「高齢患者へのSU薬やビグアナイド薬の使用」について専門医が回答
処方箋や投薬に関する薬剤師の疑問のうち、疑義照会で解決しづらいものについて、m3.com医師会員<エキスパート>からの回答を掲載します。
Q. 高齢の患者へのSU薬やビグアナイド薬の使用について
80代・90代の方にSU薬やビグアナイド薬を調剤することに、毎回抵抗を感じています。検査値は正常ですし、服薬指導時には食事量や低血糖症状の有無も確認していますが、それでも不安が残ります。

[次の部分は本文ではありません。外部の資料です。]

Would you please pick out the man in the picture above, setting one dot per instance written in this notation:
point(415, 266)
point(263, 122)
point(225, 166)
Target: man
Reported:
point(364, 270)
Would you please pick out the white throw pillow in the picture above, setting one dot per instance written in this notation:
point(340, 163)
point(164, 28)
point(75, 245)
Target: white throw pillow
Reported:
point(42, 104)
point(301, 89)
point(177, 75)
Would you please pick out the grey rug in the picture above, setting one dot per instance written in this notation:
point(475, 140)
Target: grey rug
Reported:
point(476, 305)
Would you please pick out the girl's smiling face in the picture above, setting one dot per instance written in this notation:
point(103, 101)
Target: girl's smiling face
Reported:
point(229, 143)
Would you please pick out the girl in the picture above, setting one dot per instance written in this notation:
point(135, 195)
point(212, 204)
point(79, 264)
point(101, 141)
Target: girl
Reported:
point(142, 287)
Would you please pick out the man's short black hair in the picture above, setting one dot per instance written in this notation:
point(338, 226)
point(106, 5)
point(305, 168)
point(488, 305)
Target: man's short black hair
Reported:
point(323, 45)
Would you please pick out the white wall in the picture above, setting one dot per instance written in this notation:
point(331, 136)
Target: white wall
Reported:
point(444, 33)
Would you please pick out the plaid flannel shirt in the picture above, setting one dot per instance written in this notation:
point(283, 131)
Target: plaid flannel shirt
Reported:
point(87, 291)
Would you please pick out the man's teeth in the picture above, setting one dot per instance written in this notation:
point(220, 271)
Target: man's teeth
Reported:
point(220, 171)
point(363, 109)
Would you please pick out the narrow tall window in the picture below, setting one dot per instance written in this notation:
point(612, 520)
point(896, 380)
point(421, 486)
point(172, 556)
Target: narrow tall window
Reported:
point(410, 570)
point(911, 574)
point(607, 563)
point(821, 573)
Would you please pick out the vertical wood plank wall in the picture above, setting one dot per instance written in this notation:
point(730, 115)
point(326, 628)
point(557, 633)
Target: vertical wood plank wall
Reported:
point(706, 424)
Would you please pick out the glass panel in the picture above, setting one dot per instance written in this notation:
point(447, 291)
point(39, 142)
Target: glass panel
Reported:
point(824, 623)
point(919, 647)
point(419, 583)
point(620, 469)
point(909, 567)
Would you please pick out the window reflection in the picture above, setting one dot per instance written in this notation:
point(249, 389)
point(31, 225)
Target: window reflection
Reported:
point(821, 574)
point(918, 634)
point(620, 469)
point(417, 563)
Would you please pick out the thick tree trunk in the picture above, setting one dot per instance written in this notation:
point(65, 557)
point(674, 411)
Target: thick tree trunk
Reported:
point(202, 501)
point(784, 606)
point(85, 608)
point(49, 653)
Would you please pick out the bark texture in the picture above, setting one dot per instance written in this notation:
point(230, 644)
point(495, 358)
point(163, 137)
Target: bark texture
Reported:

一般的に高齢者では非推奨とされる薬剤でも、状態が安定している場合には、そのまま継続するのが適切と考えてよろしいのでしょうか。
7名の「内科」「循環器科」医師の回答を紹介します。
医師回答のまとめ
高齢者でも状態が安定し、長期使用で問題がなければ継続可能なケースもあります。ただし脱水や腎不全、低血糖等に注意が必要です。状況に応じて減量やグリニド等への切替を検討するのが望ましいでしょう。
内科・一般内科先生の回答
患者が長期にSU薬やビグアナイド薬を使用しており、かつ問題となる事象が起こっていないのであれば、定期的な状況確認を行いつつ継続してよいかと思います。ただし、高齢患者は体内の水分含有量が年々減ってくるため、漠然と継続せず、脱水症から低血糖や乳酸アシドーシスの発症リスクが経時的に上昇することは、あらかじめ本人・家族に理解してもらう必要があります。
60代/一般病院/内科・一般内科
内科先生の回答
かなり前からの継続であれば、構わないと考えます。